The Potential of a Smartphone App for TB Diagnosis Through Cough Sounds
Identifying the unique features of cough sounds associated with different diseases has long eluded scientists. However, a breakthrough may be on the horizon with the development of a new machine learning tool that aims to differentiate the signature sounds of tuberculosis (TB).
The Significance of Cough in Respiratory Infections
Cough is a key symptom of respiratory infections, and the variations in cough patterns and frequencies across different diseases have prompted the quest for a smartphone app capable of accurately detecting TB-related coughs.

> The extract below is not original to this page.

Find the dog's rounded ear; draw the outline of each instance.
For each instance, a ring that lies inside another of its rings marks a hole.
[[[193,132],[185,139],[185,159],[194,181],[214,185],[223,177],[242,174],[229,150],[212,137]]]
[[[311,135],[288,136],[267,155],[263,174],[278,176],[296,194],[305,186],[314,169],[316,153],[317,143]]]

Efforts to create a cost-effective yet efficient TB screening tool have been ongoing for years, especially in regions with limited healthcare infrastructure and diagnostic resources.
With the resurgence of TB incidence and mortality rates after a period of decline, the need for precise screening tools has become more pressing. While current diagnostic methods like sputum culture and GeneXpert tests are highly accurate, their affordability in TB-endemic areas remains a challenge.
Developing a TB Screening App
An international research team is exploring the hypothesis that the distinct cough patterns and frequencies associated with TB can serve as reliable indicators for the disease’s detection through smartphone technology.
The investigational app, known as TBscreen, is still in the experimental phase and not yet available for public use. Nevertheless, its potential relevance has grown significantly amid the global TB crisis.
Recent findings published in Science Advances by collaborators from the University of Washington and the Center for Respiratory Diseases Research in Kenya shed light on the research progress. The team comprises experts in engineering, computer science, medicine, and infectious diseases.
Enhancing TB Detection Through Sound Analysis
Through TBscreen, researchers observed that the app, in conjunction with a smartphone microphone, exhibited superior accuracy in identifying active TB cases compared to traditional high-cost microphones.
Manuja Sharma, an engineer at the University of Washington, explained, “By studying the characteristics of cough sounds as a diagnostic tool for TB, we recruited individuals with TB-related and non-TB-related coughs in Nairobi, Kenya.”
The machine learning system is undergoing training to recognize the specific patterns and frequencies present in TB-related cough sounds, while also learning to distinguish them from coughs associated with other respiratory conditions.
As the development of the TBscreen app progresses, the potential for a groundbreaking, cost-effective TB screening tool becomes increasingly promising, offering hope for improved diagnostic capabilities in TB-endemic regions.